Wondering how to keep your children’s minds active this summer in an innovative way? Encourage your kids to be attentive and use their creative sides by exploring crafty uses for everyday things with these simple science projects.
For starters, foster kids’ observation skills and enhance their sense of direction by asking them questions about the Earth, sun and moon. Use toy balls or wadded up pieces of paper to show the position of the Earth, sun and moon and how they move relative to each other. Explain how we see the light of the sun reflected on the moon at night. Clue them in to the four phases of the moon and draw pictures of them with your children. You’ll want to include the full moon, half moon, three-quarters moon (or Gibbous moon) and one-quarter moon.
The next time there is a half-moon or quarter-moon visible at night, point to the tips. Have kids point to the top tip and follow an imaginary line with their finger to the other tip all the way down to Earth. Let your children know that by playing this game they can forever know their direction at night because the moon tips always point south. Once you know where south is located, you can easily determine north, west and east. Your kids will never look at the moon the same way again!
For a fun project, show that air pressure, which we don’t really feel, is acting upon objects around us.
What you’ll need: •Cup of water •Straw
What to do: Fill a cup with water almost to the top. Push a straw into the cup to the bottom.
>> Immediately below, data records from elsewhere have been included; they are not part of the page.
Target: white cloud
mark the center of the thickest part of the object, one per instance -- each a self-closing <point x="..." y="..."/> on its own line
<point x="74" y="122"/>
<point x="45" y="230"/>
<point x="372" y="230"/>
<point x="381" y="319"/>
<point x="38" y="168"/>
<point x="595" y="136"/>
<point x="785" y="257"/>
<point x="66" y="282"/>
Press your forefinger on the top of the straw and lift it out of the cup. Amazingly, the water won’t fall from the straw until you move your finger off the straw. When you cover the top of the straw, air pressure is blocked from pushing down on the water. When you lift the straw out of the water, air pressure at the bottom keeps the water from running out. Once you remove your finger from the top, air pressure pushes on the water and it runs out.
Further demonstrate air pressure with this sneaky experiment that provides unexpected results.
What you’ll need: •Scissors •Piece of newspaper or notebook paper
What to do: Cut a piece of paper into a strip that’s approximately five-inches long and one-inch wide. Hold the paper above your mouth and blow underneath it. As expected, it will move upward. Next, hold the paper just below your mouth and blow above its surface. You should be surprised to discover that the paper also rises. This is because fast-moving air has less pressure than non-moving air. This is called the Bernoulli Principle and explains the curved-edge design of bird wings, aircraft wings, automobile spoilers and Frisbee flying disks.
Also try this: Hold two strips of paper about an inch apart and blow between them. You’d expect them to separate, yet they actually move toward each other. That is because the fast-moving air from your mouth has less pressure than the air on the outside of the paper strips, causing them to collapse.
Demonstrate the Bernoulli Principle again by making a fun toy.
What you’ll need: •Sheets of paper •Scissors •Tape
What to do: Cut eight square pieces of paper, the size is not critical, and lay them on a table so that one point is positioned upward. Next, fold the paper in half so it forms a triangle. Place the right half of the triangle so its point is placed on top of the bottom one and press it firmly. Fold the remaining seven paper squares into the same shape. Push the left point of one piece of paper into the right side opening of another. Continue pushing the remaining pieces of paper into the other pieces until it forms the eight-sided disk shape. Apply tape to keep the pieces of paper from coming apart. Fold down the outer edge of the octagonal shape. This curved edge, like a bird or airplane wing, provides a longer flight because of the Bernoulli Principle.
You can now fling the sneaky disk like a Frisbee. Have your children make more disks and share them with their friends. Then the neighborhood can benefit from entertaining scientific exploration and be inspired to think, dream and stay active this summer.